Theodor Tobler (24 January 1876 – 4 May 1941) was a Swiss chocolatier and businessman, best known as the creator, along with Emil Baumann, of the Swiss chocolate brand Toblerone.

==Early life==
Tobler was born on 24 January 1876 in Bern to Johann Jakob Tobler (1830–1905), a confectioner from Lutzenberg, a town in Appenzell Ausserrhoden near the Austrian border, and Adeline Lorenz Tobler (née Baumann). He attended school in Bern from 1885 to 1892, but left without graduating. After receiving a commercial education in Geneva and Venice, Tobler entered his father's business in 1894.

As their demand increased in the following years, in 1899 Johann Jakob Tobler transformed the confectionery shop into a chocolate factory, naming it Fabrique de Chocolat Berne, Tobler & Cie. In 1900, the company was handed over to Tobler by his father.

== Career ==
In 1908, Tobler and his cousin Emil Baumann, the company's production manager, created the Toblerone chocolate bar, naming the product as a portmanteau combining Tobler's surname and torrone, the Italian word for honey and almond nougat. Tobler applied for a patent for the Toblerone manufacturing process in Bern in 1909. The brand was trademarked the same year at the Swiss Federal Institute of Intellectual Property, becoming the first patented milk chocolate made with almonds and honey.

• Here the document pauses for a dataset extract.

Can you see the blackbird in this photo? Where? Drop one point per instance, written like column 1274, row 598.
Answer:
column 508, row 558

Tobler left the company in 1933 and bought the Klameth confectionery firm in Bern in 1934. After attempts to manufacture chewing gum at Klameth were unsuccessful, the company acquired the distribution rights in Switzerland for the Wrigley chewing gum. In 1937, he founded the enterprise Typon AG, in Burgdorf, which produced films for the graphic industry.

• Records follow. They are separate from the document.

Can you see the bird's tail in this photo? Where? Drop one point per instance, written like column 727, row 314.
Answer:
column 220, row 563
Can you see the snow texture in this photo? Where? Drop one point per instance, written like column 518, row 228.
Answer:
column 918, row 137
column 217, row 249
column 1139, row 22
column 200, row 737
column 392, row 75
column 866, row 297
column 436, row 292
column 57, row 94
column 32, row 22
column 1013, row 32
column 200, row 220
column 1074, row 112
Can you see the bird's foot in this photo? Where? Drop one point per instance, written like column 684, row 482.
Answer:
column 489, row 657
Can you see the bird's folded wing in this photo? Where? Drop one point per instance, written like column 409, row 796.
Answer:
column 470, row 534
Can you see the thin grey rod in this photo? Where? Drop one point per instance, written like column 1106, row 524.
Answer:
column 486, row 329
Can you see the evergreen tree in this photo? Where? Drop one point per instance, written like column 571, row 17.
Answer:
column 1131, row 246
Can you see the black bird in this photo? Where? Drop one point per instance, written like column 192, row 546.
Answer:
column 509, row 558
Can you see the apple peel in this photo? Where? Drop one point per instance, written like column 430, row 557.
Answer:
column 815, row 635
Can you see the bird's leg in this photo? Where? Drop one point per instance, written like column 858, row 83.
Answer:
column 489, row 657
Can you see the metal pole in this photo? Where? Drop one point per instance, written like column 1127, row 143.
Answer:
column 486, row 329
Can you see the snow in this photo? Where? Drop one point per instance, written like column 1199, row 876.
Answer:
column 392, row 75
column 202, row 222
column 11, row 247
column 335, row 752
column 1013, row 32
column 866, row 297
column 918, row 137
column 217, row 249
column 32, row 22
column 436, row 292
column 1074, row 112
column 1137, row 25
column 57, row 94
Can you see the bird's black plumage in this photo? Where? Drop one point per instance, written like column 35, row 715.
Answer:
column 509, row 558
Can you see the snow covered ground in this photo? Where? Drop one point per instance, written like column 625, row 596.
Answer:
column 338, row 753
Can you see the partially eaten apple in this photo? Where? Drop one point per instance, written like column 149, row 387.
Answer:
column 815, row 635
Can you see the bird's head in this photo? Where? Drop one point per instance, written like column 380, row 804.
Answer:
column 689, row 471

He was a witness at the Bern Trial on behalf of the freemasonry. Tobler died in Bern on 4 May 1941.

==Personal life==
Tobler was first married to Theda Born, from 1903 until their divorce in 1919, then to Bertha Eschmann after 1919. He was a member of the masonic lodge zur Hoffnung of Bern from 1902.

A pacifist and pan-european, Tobler was one of the founders in 1934, in Basel, of the Europa Union, an organization supportive of European federalism, predecessor of the present-day European Movement Switzerland, which advocates Switzerland's full entry into the European Union.